Verbinksi's psychological horror piece, A Cure For Wellness(M18, 147 minutes, opens tomorrow, 3/5 stars), is Depp-free, but it does have on board Lone Ranger writer Justin Haythe, whose participation might explain its Lone Ranger-like self-indulgent, rambling second act.
Hotshot executive Lockhart (Dane DeHaan) is sent to a wellness centre in the Swiss Alps to retrieve a recuperating board member, but after arrival, he is swallowed by a nightmare that forces him to doubt his sanity.
Verbinski tosses everything into the pot - hallucinations, gas- lighting, mad doctors drilling teeth as a form of torture, slimy phallic symbols slithering in black ponds, Germans who glower at you while speaking gutturally, or are they just Germans being German?
This mad cribbing of David Cronenberg, Guillermo del Toro and Dario Argento might have been a mess, if not for Verbinski's sly humour - there's a winking knowingness that dares the viewer to take it all seriously. That campiness saves the film.
In the first John Wick movie, they shot his dog and took his car. That movie's high kill count settled the score for the dog and now, John Wick: Chapter 2 (M18, 122 minutes, opens tomorrow, 3/5 stars) addresses the issue of the missing Mustang. In a development that echoes the first film, super-assassin Wick (Keanu Reeves) defends himself against a mob boss who throws his personal army at him.
The 2014 movie's use of realistic violence in a video-game-inspired world made it a global smash. Returning director Chad Stahelski sticks to the formula, while upping the kills to compensate for the lack of conceptual freshness.

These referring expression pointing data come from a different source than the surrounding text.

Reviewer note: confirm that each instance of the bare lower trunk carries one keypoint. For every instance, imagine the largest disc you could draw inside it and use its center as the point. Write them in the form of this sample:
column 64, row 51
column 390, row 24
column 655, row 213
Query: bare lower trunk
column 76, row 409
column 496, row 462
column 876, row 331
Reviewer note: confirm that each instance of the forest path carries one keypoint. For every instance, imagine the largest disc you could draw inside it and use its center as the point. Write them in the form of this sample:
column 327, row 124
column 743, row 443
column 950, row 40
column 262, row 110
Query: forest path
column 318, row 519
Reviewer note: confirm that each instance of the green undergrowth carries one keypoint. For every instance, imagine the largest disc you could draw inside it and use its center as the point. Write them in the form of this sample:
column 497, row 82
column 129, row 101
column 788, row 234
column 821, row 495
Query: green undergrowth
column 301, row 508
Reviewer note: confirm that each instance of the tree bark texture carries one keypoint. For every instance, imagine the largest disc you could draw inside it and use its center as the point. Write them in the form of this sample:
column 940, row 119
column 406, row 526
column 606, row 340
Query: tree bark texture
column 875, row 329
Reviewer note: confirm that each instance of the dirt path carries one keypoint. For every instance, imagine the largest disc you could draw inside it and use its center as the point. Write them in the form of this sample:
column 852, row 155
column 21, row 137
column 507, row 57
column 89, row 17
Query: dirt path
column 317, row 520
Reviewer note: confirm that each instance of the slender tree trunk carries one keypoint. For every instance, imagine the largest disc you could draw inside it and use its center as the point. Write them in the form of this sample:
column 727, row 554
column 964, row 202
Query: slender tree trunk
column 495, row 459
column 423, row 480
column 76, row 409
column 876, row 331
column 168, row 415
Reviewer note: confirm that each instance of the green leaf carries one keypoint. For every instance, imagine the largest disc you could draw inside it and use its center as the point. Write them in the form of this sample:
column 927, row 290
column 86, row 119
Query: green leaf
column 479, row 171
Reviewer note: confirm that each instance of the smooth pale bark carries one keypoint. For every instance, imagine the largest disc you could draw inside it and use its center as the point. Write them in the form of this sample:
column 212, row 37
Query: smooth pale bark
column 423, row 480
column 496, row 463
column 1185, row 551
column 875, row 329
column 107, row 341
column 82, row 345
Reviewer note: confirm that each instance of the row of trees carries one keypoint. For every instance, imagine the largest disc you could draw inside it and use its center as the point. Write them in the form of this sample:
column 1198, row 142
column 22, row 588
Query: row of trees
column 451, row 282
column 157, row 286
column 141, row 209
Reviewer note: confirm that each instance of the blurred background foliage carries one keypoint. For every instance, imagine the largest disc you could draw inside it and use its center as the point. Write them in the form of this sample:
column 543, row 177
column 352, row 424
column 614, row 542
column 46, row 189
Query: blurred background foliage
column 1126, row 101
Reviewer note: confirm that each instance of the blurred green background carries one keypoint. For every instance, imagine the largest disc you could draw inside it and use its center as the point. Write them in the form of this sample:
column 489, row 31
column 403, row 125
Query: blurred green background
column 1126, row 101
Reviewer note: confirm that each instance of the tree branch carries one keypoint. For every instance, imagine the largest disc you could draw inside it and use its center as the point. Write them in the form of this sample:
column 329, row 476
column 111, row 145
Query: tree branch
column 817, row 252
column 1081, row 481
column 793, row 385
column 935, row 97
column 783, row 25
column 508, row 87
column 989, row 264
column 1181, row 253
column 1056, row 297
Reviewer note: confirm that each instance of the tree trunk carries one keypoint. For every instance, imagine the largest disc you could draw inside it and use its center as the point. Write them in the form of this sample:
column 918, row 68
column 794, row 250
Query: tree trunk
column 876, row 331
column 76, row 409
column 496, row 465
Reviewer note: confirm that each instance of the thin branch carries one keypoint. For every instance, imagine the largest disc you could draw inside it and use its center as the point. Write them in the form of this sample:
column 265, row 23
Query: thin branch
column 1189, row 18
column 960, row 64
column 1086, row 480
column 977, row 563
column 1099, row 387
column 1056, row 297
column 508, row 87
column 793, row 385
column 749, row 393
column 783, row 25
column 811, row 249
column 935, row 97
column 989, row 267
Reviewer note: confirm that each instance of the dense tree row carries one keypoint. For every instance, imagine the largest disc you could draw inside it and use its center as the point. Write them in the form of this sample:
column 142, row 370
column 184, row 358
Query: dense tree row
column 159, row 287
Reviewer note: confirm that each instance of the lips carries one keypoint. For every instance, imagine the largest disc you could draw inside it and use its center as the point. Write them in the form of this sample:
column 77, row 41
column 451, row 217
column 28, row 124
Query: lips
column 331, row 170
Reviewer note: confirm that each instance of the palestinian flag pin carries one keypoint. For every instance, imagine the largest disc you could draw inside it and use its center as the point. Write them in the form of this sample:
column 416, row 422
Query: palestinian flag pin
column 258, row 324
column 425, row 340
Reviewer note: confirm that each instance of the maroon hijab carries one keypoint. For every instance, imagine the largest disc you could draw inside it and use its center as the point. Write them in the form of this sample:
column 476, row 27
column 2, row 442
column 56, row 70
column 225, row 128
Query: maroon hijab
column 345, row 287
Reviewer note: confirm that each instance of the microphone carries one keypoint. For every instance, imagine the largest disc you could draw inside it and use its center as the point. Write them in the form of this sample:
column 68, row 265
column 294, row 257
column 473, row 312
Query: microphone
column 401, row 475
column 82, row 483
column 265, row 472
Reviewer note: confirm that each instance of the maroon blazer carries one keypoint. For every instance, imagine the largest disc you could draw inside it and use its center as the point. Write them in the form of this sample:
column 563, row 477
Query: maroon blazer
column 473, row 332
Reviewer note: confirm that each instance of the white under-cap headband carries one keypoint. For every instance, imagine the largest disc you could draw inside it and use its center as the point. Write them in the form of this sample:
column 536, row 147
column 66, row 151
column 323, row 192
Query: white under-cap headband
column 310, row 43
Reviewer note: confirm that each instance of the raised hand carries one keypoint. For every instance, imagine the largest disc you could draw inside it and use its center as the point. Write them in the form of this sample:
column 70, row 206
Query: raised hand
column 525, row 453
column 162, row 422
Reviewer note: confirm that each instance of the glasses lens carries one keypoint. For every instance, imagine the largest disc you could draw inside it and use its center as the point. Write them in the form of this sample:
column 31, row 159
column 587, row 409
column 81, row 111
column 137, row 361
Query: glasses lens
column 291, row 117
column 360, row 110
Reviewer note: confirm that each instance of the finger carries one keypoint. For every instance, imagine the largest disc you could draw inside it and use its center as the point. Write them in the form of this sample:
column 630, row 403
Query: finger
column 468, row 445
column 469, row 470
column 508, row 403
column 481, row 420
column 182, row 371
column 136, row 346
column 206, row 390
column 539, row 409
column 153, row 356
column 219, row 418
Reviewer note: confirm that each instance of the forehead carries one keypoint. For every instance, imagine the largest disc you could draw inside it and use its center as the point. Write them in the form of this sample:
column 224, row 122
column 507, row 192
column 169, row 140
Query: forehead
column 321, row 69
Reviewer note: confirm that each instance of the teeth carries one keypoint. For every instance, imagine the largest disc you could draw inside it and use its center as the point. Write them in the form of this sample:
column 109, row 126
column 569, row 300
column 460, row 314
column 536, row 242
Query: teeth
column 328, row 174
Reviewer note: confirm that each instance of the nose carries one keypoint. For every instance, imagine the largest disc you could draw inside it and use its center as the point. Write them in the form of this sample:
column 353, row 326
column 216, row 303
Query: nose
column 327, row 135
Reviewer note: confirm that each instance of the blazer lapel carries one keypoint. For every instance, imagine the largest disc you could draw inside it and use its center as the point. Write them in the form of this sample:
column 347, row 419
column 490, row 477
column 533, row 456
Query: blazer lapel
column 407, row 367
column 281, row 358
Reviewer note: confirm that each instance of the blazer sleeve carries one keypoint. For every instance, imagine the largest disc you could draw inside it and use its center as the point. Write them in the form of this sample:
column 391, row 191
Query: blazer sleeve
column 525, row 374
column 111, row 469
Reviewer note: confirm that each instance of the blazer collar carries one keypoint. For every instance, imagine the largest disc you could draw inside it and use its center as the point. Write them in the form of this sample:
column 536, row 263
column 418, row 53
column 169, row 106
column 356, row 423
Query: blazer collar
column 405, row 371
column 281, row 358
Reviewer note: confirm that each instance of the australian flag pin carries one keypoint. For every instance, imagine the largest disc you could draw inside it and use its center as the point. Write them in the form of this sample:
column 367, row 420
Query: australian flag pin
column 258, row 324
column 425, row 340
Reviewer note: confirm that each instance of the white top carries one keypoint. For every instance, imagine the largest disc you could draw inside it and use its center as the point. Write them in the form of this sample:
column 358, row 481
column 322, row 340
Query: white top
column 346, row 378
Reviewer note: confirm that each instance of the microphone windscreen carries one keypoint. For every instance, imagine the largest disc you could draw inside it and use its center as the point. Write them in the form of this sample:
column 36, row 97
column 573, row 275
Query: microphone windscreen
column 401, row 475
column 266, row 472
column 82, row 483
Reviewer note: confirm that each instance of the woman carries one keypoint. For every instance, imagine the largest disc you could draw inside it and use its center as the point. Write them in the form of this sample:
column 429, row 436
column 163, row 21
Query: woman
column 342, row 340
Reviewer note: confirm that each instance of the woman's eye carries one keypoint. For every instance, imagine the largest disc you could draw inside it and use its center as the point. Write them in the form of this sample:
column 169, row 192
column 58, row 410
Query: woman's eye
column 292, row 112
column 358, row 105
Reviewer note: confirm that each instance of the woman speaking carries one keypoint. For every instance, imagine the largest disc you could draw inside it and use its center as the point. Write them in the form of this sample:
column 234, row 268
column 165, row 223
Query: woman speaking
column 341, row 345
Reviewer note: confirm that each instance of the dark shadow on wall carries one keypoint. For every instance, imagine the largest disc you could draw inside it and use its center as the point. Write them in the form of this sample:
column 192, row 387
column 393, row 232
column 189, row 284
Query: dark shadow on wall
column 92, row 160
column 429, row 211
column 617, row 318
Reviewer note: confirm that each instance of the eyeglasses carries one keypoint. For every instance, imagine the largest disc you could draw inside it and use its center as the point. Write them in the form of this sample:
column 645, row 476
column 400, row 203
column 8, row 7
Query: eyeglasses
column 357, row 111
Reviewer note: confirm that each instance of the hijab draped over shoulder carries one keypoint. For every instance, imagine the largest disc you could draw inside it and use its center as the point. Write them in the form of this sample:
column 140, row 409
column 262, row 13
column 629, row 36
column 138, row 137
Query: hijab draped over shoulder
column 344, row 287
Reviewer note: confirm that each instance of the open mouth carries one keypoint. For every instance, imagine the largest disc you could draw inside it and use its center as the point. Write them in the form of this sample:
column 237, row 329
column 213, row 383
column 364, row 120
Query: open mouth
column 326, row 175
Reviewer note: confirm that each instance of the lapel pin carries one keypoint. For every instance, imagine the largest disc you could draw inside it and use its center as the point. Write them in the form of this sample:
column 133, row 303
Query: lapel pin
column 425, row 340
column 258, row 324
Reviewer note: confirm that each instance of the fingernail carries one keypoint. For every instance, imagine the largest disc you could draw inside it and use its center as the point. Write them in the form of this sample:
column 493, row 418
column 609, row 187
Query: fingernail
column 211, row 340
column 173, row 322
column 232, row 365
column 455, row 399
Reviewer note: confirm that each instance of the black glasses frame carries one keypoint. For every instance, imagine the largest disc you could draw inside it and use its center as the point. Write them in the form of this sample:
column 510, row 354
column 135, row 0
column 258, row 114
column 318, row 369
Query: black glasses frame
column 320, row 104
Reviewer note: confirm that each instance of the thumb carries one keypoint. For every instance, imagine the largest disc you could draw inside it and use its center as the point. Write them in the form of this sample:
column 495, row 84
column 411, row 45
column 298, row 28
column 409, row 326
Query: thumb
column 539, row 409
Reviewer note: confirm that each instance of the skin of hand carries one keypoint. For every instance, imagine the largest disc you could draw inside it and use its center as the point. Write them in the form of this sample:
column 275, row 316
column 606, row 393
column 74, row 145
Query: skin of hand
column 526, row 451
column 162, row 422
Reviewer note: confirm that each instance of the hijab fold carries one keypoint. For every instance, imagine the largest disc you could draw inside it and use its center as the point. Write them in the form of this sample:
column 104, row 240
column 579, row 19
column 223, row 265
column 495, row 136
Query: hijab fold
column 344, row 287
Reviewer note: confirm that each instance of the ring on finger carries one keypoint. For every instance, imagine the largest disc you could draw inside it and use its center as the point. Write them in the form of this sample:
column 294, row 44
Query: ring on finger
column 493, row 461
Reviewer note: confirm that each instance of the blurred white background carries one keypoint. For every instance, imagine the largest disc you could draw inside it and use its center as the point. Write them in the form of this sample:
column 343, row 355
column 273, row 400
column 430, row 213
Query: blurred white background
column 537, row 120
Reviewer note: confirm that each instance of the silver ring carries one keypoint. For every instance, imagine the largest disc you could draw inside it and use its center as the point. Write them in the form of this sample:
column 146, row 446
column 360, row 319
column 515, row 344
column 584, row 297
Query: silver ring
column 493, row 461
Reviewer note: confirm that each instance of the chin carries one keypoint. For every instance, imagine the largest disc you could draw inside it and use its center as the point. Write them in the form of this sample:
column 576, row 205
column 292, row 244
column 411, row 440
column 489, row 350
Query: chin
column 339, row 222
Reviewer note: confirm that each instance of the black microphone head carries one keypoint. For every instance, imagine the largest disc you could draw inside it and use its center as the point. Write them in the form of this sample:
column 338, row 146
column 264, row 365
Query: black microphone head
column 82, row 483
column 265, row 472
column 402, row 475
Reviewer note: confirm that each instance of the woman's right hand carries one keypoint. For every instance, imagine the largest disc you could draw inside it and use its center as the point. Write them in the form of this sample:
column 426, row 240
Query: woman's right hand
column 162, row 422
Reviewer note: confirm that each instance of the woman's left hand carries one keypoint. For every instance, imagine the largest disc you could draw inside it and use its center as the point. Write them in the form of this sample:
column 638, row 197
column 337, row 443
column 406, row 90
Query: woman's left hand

The run-shoot-kick-stab schtick gets numbing, but it is impossible to fault Stahelski's attention to detail - which was the last action movie you saw in which shooters had to reload their weapons?
The Space Between Us(PG, 120 minutes, opens tomorrow, 2/5 stars) is The Martian (2015) reimagined as a teen romance. Gardner (Asa Butterfield) is an adolescent who, through a series of accidents and cover-ups, has grown up a resident of a Mars colony in the company of scientists.
On the Internet, the socially awkward lad chats with Tulsa (Britt Robertson), an Earth girl with a host of emotional issues, who has no idea he lives on another planet.
When fate brings them together, the movie falters and never quite recovers. The contrived set-up is squandered on an equally contrived, clumsily handled love story with little of the science- fiction tone implied in the first act. Robertson and Butterfield deserve better than this.